2026-04-15

Google Gemma 4 Runs Natively on iPhone with Full Offline AI Inference

Performance: iPhone vs Android / Desktop

Multiple reports say Gemma 4 runs on both iPhone and Android with similar speed on current flagships; one person finds Pixel slightly faster than iPhone 15.
iPhones are reported to thermal throttle on long responses, slowing token generation after a while, whereas a newer Pixel keeps going.
Benchmarks from Edge Gallery on iPhone 16 Pro: ~231 tokens/s prefill, ~16 tokens/s decode, ~1.16s to first token (GPU backend, 4B model).
Desktop users run much larger models (e.g., 26B and 122B) on 64–128 GB RAM systems, achieving ~35–40 tokens/s and using them as daily drivers, but these are far beyond phone capabilities.
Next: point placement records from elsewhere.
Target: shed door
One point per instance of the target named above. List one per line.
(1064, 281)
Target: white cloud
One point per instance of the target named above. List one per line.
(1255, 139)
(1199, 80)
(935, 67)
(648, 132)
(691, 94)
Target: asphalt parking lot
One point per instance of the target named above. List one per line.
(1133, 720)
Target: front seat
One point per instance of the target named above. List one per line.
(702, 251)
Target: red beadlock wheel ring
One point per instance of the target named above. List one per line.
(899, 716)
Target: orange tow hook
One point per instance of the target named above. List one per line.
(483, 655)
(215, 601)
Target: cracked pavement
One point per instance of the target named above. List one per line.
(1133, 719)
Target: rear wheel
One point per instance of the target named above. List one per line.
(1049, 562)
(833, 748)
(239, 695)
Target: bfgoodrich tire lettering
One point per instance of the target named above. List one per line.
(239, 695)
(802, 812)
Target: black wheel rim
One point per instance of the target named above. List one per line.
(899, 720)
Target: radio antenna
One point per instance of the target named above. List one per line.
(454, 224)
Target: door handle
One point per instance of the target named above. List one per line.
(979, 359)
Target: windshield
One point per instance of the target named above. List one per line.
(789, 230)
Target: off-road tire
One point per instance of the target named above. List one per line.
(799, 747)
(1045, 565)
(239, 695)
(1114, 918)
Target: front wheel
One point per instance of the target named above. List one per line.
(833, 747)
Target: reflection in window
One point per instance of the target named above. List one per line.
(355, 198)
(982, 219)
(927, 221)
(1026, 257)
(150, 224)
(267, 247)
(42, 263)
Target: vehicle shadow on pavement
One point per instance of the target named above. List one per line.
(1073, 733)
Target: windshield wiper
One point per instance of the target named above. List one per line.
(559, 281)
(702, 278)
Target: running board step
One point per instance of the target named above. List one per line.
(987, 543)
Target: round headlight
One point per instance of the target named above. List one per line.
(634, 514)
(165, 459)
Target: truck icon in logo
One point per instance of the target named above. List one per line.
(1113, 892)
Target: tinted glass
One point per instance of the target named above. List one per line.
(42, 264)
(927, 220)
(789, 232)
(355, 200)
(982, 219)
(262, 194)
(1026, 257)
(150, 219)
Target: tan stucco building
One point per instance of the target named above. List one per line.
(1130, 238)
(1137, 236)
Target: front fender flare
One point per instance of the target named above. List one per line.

Coherence and Practical Usefulness of Local Models

Several users find Gemma 4 edge models (E2B/E4B), Qwen 3.5 9B/27B, and others coherent and useful for: simple commands, tone-polishing emails, moderate coding, security/OS work, and even some tax/legal-style reasoning.
Others remain skeptical, saying small on-device models are still weaker than top cloud models and advising caution for factual questions (e.g., pet safety).
On phones, heavy tasks or long contexts quickly hit thermal and battery limits; commenters expect more realistic use in short, focused interactions or tiny specialized models.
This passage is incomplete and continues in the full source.